Will Toledo began Car Seat Headrest as a solo lo-fi project, recording mainly from his car in a Target parking lot. After releasing a collection of 11 albums over 2010-2016 and re-releasing the critically acclaimed Twin Fantasy, Making a Door Less Open marks Toledo’s first original release in 4 years since Teens of Denial, whose commercial success arguably made Car Seat a household name. The album’s personal, dark, and rambling lyrics heavily associated Toledo to Car Seat’s DIY Bandcamp-rooted identity.
Unlike its predecessors, a new electronic sound accompanies a shift in Car Seat’s personality. The album’s first track, “Weightlifters” begins with 90 seconds of a binaural synth and speaks to a mentally rooted desire for physical improvement (“I should start lifting weights… it dawned on me, your body can change your mind”). “Can’t Cool Me Down,” an indie-pop Half Moon Run-esque plea towards whoever Toledo is depending on for support, paints death-bed imageries which are most likely related to the many illnesses Toledo struggled with while writing this album. He also alludes to his fear of schizophrenia which he previously outlined in Twin Fantasy’s “Beach Life-In-Death.”
As someone who religiously listens to albums for the first time in order and becomes genuinely upset at friends who don’t follow suit (they are ruining the artist’s creative vision!), I was especially surprised to learn that, as of the album’s third track, the order, mixing, or even lyrical content of certain songs changes depending on the album’s format, be it on a streaming platform, vinyl, or CD. For instance, the song “Deadlines” exists as three versions, none of which are lyrically or melodically similar.

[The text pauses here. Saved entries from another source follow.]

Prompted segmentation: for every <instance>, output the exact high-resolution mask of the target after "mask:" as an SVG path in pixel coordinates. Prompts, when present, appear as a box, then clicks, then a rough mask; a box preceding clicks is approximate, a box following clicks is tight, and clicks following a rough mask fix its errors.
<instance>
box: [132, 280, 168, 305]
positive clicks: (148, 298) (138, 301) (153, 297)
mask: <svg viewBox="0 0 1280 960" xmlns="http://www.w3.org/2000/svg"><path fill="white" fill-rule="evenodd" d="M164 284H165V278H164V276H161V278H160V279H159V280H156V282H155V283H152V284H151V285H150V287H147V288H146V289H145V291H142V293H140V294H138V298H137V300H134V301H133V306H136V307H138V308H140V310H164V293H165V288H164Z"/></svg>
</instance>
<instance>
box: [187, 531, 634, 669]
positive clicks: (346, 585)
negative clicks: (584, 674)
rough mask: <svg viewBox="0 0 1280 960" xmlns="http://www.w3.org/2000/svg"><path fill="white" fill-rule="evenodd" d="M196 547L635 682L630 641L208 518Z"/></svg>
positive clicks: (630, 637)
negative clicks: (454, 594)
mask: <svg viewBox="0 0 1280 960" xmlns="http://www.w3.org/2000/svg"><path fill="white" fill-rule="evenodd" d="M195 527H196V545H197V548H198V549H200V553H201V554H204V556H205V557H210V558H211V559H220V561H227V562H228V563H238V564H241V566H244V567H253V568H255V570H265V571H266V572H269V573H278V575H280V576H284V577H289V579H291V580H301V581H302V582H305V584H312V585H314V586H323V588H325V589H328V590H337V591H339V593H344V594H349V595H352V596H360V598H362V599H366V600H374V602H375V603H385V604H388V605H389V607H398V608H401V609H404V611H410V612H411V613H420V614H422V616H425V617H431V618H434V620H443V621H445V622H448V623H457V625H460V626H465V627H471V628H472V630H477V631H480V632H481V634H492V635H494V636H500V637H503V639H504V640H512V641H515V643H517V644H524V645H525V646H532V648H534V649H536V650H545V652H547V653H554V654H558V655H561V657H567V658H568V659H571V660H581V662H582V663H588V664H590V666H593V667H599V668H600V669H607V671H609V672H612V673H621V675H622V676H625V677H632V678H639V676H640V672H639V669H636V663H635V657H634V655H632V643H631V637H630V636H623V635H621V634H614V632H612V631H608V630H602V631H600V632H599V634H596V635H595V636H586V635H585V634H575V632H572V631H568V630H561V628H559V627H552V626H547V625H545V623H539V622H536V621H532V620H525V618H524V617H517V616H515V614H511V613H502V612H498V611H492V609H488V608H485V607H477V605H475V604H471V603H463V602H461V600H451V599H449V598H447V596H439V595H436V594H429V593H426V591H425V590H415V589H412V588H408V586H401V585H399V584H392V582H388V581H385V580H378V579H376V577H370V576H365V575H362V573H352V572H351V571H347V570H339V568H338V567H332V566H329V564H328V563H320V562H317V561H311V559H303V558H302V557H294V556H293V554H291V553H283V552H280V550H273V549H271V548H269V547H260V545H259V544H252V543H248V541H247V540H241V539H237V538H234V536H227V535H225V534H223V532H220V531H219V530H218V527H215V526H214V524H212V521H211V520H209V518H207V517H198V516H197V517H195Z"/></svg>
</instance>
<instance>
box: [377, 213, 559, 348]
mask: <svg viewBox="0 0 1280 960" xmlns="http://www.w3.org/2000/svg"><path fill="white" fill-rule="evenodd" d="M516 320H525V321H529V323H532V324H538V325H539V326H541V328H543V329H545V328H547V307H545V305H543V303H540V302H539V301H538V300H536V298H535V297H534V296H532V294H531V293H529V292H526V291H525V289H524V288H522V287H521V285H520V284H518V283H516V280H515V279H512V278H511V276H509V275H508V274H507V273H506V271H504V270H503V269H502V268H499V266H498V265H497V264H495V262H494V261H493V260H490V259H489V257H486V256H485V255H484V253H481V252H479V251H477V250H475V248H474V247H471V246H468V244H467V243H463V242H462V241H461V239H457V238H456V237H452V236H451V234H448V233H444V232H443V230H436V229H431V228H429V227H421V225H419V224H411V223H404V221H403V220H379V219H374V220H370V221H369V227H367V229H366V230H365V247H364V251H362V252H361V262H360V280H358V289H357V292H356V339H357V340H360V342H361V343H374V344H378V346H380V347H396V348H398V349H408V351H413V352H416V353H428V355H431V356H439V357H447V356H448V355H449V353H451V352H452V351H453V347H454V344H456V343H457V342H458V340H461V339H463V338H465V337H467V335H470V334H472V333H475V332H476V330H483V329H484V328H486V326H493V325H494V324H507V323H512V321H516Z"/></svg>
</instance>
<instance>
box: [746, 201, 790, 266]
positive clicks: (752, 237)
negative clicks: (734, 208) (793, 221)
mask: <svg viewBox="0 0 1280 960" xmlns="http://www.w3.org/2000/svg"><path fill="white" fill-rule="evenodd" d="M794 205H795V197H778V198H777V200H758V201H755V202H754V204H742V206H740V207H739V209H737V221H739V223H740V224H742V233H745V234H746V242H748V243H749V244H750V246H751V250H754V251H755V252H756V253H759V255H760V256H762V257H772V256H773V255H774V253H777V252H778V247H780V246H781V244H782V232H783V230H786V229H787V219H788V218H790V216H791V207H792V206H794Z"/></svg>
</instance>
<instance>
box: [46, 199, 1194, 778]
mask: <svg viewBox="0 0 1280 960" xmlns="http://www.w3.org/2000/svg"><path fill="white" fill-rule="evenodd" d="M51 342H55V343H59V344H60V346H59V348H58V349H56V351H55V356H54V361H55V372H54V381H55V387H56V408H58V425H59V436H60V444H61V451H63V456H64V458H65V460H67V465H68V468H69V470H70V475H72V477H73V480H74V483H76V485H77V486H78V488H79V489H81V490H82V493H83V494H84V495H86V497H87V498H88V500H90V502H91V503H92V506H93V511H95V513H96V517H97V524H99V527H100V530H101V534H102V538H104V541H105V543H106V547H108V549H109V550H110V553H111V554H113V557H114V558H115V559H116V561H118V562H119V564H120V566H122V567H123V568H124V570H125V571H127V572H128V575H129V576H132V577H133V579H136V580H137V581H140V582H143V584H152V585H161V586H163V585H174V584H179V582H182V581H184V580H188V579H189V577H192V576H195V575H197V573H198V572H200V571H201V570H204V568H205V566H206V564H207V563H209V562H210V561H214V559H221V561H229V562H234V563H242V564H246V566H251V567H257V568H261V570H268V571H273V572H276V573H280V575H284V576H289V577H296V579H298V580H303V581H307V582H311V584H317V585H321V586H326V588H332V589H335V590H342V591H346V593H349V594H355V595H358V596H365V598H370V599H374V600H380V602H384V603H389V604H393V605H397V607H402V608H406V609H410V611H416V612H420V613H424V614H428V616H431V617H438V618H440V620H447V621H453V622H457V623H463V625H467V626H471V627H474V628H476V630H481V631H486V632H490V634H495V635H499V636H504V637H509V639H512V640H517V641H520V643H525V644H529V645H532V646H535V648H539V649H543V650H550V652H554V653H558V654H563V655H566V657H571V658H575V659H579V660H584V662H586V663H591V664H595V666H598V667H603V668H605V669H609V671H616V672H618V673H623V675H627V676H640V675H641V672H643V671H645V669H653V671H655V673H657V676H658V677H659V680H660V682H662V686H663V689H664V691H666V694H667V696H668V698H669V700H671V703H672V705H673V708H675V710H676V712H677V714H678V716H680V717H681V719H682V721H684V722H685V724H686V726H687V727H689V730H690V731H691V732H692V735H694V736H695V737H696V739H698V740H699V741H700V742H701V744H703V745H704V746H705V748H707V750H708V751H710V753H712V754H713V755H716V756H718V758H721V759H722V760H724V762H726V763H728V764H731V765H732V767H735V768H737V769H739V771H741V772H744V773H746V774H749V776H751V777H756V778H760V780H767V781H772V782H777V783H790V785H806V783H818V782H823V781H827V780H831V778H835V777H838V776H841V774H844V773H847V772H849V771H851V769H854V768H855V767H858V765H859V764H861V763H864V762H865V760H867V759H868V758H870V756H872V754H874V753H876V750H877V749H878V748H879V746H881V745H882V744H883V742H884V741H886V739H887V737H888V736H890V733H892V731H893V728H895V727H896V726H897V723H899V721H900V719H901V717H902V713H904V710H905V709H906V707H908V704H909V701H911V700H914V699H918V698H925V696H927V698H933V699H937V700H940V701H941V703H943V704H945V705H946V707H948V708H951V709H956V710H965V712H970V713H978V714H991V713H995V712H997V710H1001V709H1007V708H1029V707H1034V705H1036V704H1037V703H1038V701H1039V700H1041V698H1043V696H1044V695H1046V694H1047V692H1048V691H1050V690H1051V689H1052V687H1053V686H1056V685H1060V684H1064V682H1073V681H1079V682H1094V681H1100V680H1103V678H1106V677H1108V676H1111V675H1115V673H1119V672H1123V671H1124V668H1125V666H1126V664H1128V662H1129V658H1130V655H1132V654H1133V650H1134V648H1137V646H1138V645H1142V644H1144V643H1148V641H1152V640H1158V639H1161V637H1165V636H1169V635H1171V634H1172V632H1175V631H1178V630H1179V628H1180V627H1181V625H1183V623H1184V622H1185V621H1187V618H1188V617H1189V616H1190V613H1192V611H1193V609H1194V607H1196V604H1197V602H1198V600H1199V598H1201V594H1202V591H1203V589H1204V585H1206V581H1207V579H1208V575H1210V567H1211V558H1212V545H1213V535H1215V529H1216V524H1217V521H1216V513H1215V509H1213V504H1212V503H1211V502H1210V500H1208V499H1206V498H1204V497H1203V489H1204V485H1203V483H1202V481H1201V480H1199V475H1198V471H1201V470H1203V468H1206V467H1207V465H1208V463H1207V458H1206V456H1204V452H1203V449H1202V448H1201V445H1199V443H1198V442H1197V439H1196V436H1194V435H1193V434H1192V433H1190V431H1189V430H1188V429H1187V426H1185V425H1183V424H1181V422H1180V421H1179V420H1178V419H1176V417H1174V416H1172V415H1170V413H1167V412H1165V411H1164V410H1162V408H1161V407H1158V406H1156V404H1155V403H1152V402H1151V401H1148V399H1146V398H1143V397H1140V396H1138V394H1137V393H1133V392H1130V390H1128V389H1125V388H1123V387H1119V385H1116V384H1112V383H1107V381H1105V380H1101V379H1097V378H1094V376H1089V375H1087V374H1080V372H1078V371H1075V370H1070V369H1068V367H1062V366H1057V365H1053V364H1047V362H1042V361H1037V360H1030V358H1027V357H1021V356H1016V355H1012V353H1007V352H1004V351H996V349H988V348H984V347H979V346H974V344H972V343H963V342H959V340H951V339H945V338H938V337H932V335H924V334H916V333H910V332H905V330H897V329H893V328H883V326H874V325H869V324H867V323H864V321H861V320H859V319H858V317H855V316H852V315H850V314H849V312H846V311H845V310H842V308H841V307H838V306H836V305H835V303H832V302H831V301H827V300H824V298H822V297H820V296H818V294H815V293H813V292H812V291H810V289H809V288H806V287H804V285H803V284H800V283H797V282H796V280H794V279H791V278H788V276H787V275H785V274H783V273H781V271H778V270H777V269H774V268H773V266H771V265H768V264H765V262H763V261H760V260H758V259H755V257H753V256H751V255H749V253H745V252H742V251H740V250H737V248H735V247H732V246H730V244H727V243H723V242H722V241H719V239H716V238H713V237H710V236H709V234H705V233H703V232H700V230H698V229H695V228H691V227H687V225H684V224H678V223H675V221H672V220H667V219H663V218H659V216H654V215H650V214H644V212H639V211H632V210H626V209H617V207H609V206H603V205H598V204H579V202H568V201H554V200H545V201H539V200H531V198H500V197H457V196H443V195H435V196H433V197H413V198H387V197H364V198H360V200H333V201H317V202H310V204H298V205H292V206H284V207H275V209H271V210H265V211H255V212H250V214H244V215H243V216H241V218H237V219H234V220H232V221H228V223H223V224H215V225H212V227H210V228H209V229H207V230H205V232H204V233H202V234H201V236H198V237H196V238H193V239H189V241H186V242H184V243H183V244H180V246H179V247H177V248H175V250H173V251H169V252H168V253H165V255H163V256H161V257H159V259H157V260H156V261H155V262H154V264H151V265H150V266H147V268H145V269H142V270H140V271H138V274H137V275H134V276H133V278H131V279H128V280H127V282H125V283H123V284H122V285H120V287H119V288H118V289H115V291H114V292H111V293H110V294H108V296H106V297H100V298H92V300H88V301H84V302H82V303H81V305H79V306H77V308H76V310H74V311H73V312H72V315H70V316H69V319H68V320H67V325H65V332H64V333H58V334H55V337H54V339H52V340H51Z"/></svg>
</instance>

Toledo states in an interview with Entertainment Weekly that the album’s heterogeneity across its physical formats reflects “different points in the creative process of the record.”
The album takes a brief acoustic turn in “What’s With You Lately,” where lead guitarist Ethan Ives takes lead vocals away from Toledo for the first time in Car Seat’s entire discography. The song acts as a well-purposed breather before the last third of the album. One of my personal lyrical favorites of this album is “There Must Be More Than Blood.” The song is written from the perspective of an outsider living in a small town who yearns for an escape after being rejected by their family. This contrasts with an earlier song, “Hollywood,” which criticizes the same kind of place one might fantasize escaping to. The streaming version of the album ends with “Famous,” where Toledo continuously demands listeners to “change [their] mind” and asks them repeatedly: “did you change your mind?” Accompanied by a rather dissonant synth, the question is left unanswered and the album ends on an uneasy note.
I consider Twin Fantasy to be one of the best written albums I’ve ever listened to. It beautifully depicts the notion of obsessive infatuation and projecting love onto the idea of someone as opposed to who they truly are. Though this level of obsession might seem creepy, the wit of Toledo’s lyrics makes the album a dark comedy and relatable, despite his very niche experience with an unidentified man whom he is directly addressing. In Making a Door Less Open, Toledo uses this same wit to discuss physicality. The album itself exists in three physical formats, each different from one another. Toledo’s argument, however, is unclear: depending on the song, his stance on physicality differs. He both seeks improvement and doesn’t. He both wants to escape but fears his end destination. Nonetheless, an overarching theme of exhaustion across various physical human states, be it location, mentality, or health, is extremely intriguing and makes the album a fully developed body of work.